Oh hebat, dia bahkan lupa membawa jam tangan hari ini. Sampai kapan dia terjebak di keadaan ini? Bagaimanapun juga sendiri di sekolah saat turun hujan itu bukan ide yang baik. Karena dia merasa sedikit merinding. Sebentar.. sekolah ini tidak ada penunggunya bukan? Jeongyeon menggeleng, film horor memang berefek disaat saat seperti ini. Dia berdecak kesal.

Jemarinya mengeluarkan smartphone bergambar apel tergigit. Dia mulai mengetikkan angka angka lalu menekan ikon telpon. Terhubung.

"Paman, bisa jemput aku sekarang? Aku sendiri di sekolah."

Beberapa saat kemudian gadis itu mengangguk lalu menutup telponnya. Setelah memasukkan kembali smartphone nya gadis itu beranjak. Namun sial, saat dia melangkah kakinya terpeleset. Ok jadi apakah dia boleh merutuki kakinya sekarang?

Saat tubuhnya limbung tiba tiba tangannya di tahan seseorang. Jeongyeon menoleh, pemuda itu Jimin. Apa kalian pikir Jimin menolong Jeongyeon seperti di drama romantis dengan menahan tubuhnya lalu mereka saling menatap? Tidak.
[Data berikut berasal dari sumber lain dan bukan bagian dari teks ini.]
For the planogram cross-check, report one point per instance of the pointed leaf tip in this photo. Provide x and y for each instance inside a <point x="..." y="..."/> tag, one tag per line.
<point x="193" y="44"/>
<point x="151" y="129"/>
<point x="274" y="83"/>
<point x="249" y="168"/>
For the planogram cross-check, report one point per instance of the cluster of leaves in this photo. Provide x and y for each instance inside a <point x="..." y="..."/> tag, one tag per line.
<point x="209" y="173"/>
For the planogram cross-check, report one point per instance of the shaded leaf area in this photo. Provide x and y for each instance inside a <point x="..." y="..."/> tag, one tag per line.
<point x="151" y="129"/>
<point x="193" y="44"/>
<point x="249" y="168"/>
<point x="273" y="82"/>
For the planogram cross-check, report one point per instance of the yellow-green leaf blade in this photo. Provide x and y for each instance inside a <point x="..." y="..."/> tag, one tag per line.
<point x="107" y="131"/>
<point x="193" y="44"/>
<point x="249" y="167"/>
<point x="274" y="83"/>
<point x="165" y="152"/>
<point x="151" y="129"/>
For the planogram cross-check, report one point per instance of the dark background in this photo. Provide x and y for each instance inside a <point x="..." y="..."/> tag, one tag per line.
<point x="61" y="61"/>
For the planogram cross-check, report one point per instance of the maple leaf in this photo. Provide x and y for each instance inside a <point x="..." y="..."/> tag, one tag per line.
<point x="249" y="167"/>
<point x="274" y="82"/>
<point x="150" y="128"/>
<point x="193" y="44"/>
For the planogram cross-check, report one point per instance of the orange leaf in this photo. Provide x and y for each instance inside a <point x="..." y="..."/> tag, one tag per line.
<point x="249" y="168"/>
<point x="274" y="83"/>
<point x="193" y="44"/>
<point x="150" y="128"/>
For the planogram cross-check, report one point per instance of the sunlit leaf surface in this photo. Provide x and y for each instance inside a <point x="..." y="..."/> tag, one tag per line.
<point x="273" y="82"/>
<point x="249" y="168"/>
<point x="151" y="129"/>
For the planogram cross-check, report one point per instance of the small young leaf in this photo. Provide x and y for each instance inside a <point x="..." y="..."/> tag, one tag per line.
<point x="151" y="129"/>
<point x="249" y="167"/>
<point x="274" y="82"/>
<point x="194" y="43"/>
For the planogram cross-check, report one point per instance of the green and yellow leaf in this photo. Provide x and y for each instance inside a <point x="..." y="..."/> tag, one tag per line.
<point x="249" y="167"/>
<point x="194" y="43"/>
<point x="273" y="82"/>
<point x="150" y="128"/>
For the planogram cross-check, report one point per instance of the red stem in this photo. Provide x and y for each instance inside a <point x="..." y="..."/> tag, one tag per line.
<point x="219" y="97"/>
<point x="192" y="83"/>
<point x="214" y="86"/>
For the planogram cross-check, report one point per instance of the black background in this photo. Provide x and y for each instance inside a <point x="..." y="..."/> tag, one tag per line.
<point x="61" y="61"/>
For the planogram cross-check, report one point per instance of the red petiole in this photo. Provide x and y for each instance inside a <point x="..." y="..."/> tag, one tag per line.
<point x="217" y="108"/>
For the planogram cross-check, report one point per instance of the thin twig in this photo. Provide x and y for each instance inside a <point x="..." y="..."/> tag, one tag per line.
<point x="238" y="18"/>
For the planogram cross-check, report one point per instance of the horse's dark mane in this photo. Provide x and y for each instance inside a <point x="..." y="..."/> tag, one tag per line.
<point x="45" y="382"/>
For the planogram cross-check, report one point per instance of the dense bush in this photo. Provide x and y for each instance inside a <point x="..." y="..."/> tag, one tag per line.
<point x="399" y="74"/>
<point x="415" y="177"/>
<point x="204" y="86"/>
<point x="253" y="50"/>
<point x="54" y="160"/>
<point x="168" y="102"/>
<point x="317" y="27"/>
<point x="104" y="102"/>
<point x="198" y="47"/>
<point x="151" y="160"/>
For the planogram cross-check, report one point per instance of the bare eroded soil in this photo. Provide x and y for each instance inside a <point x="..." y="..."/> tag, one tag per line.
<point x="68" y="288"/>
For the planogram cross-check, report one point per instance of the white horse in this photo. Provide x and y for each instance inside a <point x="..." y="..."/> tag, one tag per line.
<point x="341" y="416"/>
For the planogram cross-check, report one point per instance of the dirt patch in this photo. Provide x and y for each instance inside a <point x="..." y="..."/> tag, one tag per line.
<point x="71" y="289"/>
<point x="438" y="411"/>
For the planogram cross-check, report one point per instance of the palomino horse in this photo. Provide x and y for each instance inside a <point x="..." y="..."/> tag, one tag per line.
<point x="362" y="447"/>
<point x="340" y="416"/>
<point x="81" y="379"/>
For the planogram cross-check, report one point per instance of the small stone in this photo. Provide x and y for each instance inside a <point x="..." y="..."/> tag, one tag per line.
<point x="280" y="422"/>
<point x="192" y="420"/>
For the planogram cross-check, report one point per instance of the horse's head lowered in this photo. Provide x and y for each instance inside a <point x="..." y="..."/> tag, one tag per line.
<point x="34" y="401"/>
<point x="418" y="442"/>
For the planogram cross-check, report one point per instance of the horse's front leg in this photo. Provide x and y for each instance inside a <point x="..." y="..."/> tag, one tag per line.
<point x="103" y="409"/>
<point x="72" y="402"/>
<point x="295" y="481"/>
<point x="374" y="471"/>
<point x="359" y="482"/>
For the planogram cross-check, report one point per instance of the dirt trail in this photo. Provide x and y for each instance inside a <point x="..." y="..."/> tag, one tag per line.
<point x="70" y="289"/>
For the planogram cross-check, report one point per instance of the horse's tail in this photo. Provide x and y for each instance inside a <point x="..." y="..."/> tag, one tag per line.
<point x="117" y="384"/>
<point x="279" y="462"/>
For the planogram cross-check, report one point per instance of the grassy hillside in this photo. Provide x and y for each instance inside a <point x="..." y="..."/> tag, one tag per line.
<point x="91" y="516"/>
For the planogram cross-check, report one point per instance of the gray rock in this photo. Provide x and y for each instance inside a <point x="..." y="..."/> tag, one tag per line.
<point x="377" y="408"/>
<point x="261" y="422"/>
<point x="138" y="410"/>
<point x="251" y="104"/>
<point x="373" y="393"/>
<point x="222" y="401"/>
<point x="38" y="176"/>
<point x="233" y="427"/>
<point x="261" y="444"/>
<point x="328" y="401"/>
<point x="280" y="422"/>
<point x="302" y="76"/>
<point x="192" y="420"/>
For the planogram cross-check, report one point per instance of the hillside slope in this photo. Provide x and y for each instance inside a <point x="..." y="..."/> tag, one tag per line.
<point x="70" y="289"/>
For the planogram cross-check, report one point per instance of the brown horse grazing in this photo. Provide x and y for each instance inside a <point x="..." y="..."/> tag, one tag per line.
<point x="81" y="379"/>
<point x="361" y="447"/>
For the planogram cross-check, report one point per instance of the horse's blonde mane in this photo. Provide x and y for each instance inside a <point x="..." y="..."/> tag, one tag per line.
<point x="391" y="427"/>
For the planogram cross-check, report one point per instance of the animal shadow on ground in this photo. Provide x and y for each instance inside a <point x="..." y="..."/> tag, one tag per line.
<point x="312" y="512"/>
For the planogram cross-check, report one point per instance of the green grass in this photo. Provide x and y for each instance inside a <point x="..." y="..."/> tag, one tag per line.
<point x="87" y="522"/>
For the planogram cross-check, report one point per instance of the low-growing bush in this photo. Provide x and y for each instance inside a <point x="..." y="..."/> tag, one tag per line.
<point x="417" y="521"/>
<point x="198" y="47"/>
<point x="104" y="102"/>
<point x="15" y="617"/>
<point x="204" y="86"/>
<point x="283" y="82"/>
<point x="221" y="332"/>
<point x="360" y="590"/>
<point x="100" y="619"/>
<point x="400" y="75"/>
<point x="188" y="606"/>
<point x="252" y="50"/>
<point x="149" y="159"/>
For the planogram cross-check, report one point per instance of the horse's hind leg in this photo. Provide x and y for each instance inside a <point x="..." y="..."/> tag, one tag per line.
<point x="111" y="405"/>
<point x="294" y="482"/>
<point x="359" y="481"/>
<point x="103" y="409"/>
Jimin hanya menahan tangan Jeongyeon dan menariknya begitu saja hingga gadis itu hampir terjungkal ke belakang.

"Siswi pintar tetapi berjalannya perlu diremed." ucap Jimin datar.

Hey ini salah lantai bukan salahnya. Lagipun kakinya tidak bisa diajak kompromi, jadi bukan salahnya. Gadis itu mendongak menatap wajah--tanpa ekspresi--Jimin.

"Kau tidak perlu membantuku. Aku bisa sendiri!" Sahut Jeongyeon tajam. Pemuda itu menatap wajah Jeongyeon. Sial! Mengapa gadis itu terlihat sangat mempesona sekarang? Padahal penampilannya sama saja seperti dikelas, hanya saja rambut pendeknya yang kini diikat asal menyisakan beberapa helai dikanan kiri wajah Jeongyeon yang tidak terikat membuatnya tampak berbeda.

Brugh! Jeongyeon jatuh terduduk dilantai setelah Jimin dengan santainya mendorong gadis itu. "Sekarang kau bisa berdiri sendiri bukan?" Setelah mengucapkan kalimat itu Jimin segera berlalu dari hadapan Jeongyeon. "Brengsek!" Umpat Jeongyeon perlahan.

Tbc

Iya tau kok pasti ngeflop alias gada yang baca :) iya tau kok iya..
Next nya kalo ada yg baca,vote,komen baru deh dinext :)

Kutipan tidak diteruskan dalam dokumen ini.